Talos is removing the barriers to wide-scale crypto adoption by providing buy-side institutions and service providers with technology infrastructure that powers the full trade lifecycle.

At Talos They are building upon best practices from both traditional markets and the crypto ecosystem, incorporating best-of-both-worlds expertise into an extensible digital asset trading platform that enables institutional market participants to interact seamlessly with each other via a single point of access.

The Talos Trading platform was built exclusively to aid the entire digital asset trade lifecycle – from price discovery to execution through settlement – across spot, futures, and FX markets.

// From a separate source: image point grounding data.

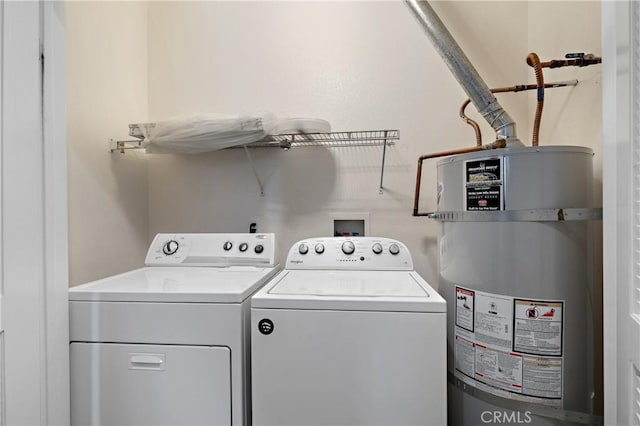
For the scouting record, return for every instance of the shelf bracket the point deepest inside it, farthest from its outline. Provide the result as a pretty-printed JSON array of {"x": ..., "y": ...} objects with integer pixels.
[
  {"x": 255, "y": 172},
  {"x": 384, "y": 153}
]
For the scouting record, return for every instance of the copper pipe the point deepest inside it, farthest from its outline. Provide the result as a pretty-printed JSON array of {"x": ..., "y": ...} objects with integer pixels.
[
  {"x": 500, "y": 143},
  {"x": 534, "y": 61},
  {"x": 518, "y": 88},
  {"x": 471, "y": 122}
]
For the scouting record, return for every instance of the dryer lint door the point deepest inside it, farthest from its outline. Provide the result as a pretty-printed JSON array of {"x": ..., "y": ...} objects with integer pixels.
[{"x": 121, "y": 384}]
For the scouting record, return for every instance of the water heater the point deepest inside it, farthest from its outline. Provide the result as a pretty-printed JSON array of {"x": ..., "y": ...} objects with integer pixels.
[{"x": 516, "y": 270}]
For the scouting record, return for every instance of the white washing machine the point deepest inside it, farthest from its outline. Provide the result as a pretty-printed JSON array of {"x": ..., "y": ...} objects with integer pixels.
[
  {"x": 169, "y": 343},
  {"x": 348, "y": 334}
]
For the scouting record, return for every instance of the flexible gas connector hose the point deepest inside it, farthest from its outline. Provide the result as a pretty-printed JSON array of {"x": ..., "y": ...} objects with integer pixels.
[
  {"x": 534, "y": 61},
  {"x": 518, "y": 88},
  {"x": 470, "y": 122}
]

Made to exceed the performance, reliability and security requirements of large institutions, the Talos platform can be found via a single API or advanced, web-based GUI and can be tailored to meet your unique workflow requirements.

Regulators’ view

Regulators across the earth have recognized the necessity and have accordingly framed rules for the challenge and trading of digital assets. Regulations in this context are evolving rapidly.

Early birds of digital assets adoption

Introduction of digital assets has varied effect on the entities in capital markets. We attempt to fully capture the nature of impact on the organization of various entities. I envisage the following stakeholders as early birds:

Custodians

Custodians will offer custody services for these assets. Digital ascollections are secured with a cryptographic key, which is effectively a digital bearer instrument, and provides holder complete control of the asset.

Custodians must store these cryptographic keys on behalf of your client. Custodians who can manage private keys will offer services around assets such as cryptocurrency, securities, a bit of real estate, or non-fungible tokens (NFT). Many custodians such as BNY Mellon have announced the introduction of digital custody and administration platform for digital ascollections.

Investment banks

Digital assets provides a new earnings stream as a new asset class. Investment banks can benefit from higher operational efficiency due to faster collectiontlement, lesser reconciliation, and better liquidity. Taking into consideration the regulatory uncertainties and risks, it is expected that investment banks will advise clients on minimal allocation in this asset class. However, emergence of new trading venues can impact investment banks due to disintermediation.

Broker dealers

Broker dealers may reap the benefits of new revenue streams like prime brokerage for crypto assets and crypto custody. Broker dealer functions become more efficient and simplified due to the requirement of lesser reconciliations and accelerated settlement on digital assets.

Issuers

Digital assets provide multiple benefits compared to a conventional issuance of asset. Issuers could create NFTs and offer better liquidity, thereby reducing the transaction costs. Digital assets are becoming initial investment categories, and retail investors are buying this asset class.

Investors

With digital assets, investors will have the ability to achieve fractional ownership of financial and non-financial assets, due to which digital assets provide increased liquidity and accelerated settlement.

Asset managers

Digital assets create potential opportunities for new business from new asset classes and greater operational efficiency for asset managers.

Exchanges

Exchanges can benefit from trading in new asset classes. Many non-financial assets can be traded as tokens. SIX Digital Exchange (SDX) has received the regulatory go-ahead to use a stock exchange and a central securities depository for digital assets in Switzerland.

Market infrastructure – central securities depository (CSD)

Market infrastructure organizations will benefit from clearing and settlement of transactions in newer asset classes, will gain operational efficiency and could play the role of operator of blockchain platforms. However, there may be loss of new business due to disintermediation. Existing centralized infrastructure will continue with distributed ledger technology, facilitating newer business.

Conclusion

In the past, there was lack of clarity from the regulators regarding adoption of digital technologies, however, regulators have recognized the need for digital action. Digital assets can be mainstream over the following number of years and will be widely accepted.